El equipo examinó meteoritos de hierro, vestigios de los primeros núcleos metálicos de planetesimales. Estos objetos, fragmentos de mundos primitivos, guardan huellas químicas que solo pueden explicarse si sus núcleos fueron formados, destruidos y ensamblados nuevamente.
Las simulaciones muestran que las colisiones de alta energía comenzaron apenas uno o dos millones de años después de la formación del sistema solar. En ese periodo, los primeros cuerpos habían desarrollado núcleos metálicos incompletos que quedaron expuestos a la violencia del entorno.
Cuando esos núcleos se rompieron, sus fragmentos se mezclaron con otros materiales, dando lugar a planetas con una composición híbrida. De ahí el concepto de “planetas patchwork”, una especie de mosaico cósmico armado a partir de piezas recicladas.
Este escenario cambia la forma en que entendemos la evolución planetaria. Lejos de un origen lineal, los planetas heredaron minerales y metales de múltiples antecesores. Cada impacto alteró el reparto de elementos químicos y determinó qué recursos portarían los mundos jóvenes.

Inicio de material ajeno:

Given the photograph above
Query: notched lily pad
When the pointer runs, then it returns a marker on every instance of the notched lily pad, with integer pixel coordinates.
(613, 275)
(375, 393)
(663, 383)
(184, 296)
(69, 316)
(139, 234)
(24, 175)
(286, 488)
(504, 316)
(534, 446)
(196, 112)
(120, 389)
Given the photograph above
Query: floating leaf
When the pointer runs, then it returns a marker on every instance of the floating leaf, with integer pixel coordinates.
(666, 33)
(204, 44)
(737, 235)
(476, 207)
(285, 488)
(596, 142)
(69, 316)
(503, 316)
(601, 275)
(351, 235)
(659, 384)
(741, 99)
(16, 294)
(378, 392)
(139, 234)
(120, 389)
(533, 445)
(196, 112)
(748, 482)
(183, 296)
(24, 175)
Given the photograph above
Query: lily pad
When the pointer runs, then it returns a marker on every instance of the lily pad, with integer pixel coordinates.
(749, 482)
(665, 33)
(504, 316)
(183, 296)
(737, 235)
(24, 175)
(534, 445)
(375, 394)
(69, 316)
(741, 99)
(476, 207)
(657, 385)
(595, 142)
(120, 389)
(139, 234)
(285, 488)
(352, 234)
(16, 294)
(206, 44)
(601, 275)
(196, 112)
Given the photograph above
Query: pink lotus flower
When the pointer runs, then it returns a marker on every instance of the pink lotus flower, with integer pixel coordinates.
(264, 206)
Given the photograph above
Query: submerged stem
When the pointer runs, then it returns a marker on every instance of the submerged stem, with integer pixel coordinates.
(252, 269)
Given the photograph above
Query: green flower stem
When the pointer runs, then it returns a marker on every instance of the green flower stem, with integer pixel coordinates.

“Nuestros hallazgos muestran que el proceso de formación planetaria fue mucho más dinámico y complejo de lo que se creía”, afirmó Grewal. Esa dinámica de destrucción y reconstrucción explica también la diversidad de características químicas que hoy presentan los meteoritos.
Para los investigadores, comprender este pasado violento no es solo una curiosidad histórica. También ayuda a modelar cómo podrían formarse planetas en otros sistemas solares y a interpretar datos de exoplanetas que orbitan estrellas lejanas.